Sam had long ago come to the conclusion that all of them had stepped out of the mainstream, into the calm, quiet backwaters of Willow Creek, to find refuge and healing, to lick their wounds and find some peace, to hide from life’s capricious whims, to save their souls. But he kept it to himself.

“Ever been married?” she said.

“Once, a long time ago.”

“What happened?”

“It didn’t work out.”

“I know about that,” she said.

“You been married?”

“Yes …” She paused. “For six years.”

“Any children?”

“We had a girl.” She picked at a fingernail.

Sam sensed he’d touched a nerve but pushed on. “Is she with her father?”

“She died when she was four.”

“Oh, God … I’m sorry …”

Diana cleared her throat. “Do you think there’s some way we can get it into Olaf’s head about the free-throw lane.
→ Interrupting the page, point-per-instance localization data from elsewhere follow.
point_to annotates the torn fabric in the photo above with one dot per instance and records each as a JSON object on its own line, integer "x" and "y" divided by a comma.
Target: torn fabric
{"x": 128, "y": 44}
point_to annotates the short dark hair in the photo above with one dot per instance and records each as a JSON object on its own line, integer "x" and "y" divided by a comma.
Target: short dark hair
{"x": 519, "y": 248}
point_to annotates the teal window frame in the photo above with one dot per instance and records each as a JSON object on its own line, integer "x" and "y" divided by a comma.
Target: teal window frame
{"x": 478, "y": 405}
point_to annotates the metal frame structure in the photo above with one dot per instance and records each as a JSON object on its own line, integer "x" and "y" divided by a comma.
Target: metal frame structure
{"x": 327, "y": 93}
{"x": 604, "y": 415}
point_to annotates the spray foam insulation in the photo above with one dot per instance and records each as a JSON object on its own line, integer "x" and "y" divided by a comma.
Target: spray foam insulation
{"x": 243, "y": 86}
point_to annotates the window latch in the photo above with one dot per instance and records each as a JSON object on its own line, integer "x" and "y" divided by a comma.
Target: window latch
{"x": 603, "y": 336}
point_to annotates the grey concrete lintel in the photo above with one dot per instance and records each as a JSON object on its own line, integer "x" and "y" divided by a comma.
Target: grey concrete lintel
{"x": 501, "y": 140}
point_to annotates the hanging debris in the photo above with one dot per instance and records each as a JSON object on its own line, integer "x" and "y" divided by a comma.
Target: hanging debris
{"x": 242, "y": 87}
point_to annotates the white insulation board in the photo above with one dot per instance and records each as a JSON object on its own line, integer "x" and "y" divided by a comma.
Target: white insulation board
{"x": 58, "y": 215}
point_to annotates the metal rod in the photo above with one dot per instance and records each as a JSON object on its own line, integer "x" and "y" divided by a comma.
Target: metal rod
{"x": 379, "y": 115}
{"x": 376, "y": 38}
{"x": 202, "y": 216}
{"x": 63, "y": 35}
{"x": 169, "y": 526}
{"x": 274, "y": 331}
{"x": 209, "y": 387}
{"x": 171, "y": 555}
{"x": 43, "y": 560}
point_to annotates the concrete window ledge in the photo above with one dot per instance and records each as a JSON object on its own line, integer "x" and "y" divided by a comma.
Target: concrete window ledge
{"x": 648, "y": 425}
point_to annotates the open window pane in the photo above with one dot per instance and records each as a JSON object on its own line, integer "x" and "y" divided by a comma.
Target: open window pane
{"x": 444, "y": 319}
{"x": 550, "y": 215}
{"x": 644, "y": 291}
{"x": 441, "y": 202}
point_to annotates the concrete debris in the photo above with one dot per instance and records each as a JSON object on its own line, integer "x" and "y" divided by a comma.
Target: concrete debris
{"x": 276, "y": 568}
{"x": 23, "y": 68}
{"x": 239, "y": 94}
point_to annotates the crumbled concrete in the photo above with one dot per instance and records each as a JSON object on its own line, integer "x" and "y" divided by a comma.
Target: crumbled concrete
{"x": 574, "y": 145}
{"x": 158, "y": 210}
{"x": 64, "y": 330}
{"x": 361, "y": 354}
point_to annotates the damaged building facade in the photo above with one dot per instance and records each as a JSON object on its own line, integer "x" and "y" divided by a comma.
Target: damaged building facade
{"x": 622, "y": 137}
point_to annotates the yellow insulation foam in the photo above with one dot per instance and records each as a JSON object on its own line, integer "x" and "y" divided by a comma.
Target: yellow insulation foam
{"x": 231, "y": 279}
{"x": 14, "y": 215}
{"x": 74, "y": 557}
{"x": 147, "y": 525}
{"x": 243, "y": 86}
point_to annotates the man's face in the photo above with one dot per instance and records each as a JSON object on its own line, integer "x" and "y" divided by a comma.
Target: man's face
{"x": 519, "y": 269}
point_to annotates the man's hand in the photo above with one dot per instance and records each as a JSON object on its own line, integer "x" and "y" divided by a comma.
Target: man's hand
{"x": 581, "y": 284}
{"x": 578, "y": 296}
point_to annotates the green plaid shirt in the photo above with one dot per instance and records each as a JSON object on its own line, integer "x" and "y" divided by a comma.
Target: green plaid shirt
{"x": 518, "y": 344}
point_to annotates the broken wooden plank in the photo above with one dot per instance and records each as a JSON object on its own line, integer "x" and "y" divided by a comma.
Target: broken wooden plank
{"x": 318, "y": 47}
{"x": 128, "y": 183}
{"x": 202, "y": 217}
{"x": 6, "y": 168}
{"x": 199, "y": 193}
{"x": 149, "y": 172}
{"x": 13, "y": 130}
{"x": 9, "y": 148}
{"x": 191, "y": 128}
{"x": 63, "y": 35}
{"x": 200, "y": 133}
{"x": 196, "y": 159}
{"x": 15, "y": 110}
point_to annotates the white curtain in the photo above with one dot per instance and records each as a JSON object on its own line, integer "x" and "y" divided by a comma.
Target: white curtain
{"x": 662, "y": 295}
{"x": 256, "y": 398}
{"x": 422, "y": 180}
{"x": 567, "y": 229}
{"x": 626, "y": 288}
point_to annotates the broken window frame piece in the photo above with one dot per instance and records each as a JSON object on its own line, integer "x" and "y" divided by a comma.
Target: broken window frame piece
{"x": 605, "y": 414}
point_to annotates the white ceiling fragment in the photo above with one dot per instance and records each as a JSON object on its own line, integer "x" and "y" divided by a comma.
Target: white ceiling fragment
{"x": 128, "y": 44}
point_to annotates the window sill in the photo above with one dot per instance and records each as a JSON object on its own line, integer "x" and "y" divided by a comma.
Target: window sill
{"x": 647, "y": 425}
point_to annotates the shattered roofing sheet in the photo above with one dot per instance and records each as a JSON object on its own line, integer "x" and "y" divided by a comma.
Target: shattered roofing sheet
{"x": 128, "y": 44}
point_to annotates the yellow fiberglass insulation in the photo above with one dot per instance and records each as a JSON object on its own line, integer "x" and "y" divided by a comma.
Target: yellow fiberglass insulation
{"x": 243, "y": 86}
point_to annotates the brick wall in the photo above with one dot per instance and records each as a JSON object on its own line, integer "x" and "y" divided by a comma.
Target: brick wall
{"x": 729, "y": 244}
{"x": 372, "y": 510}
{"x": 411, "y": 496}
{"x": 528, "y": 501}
I’ve looked at the stats and if we eliminated sixty or seventy per cent of his turnovers, we’d have won both games.”

Glad she changed the subject, Sam said, “You’re right, I’ve thought about that all weekend, his walking with the ball, three seconds in the paint—”

“And fouling,” she said. “If he caught on to those three, he’d be some player. Right now he’s a liability.”

“That’s it,” Sam said. “How do we get it into his head in just a few days or weeks?”

“Brain implant,” she said and he sensed she’d fended off a darkness.

He had the impulse to reach over and take her in his arms, to hold her closely and protect her from some self-inflicted wound he sensed she continued perpetrating in her mind. At the door she took him by surprise once more and leaned against him, zeroing in with dark liquid eyes.

“I’ve enjoyed being with you, you’re different, I like you.”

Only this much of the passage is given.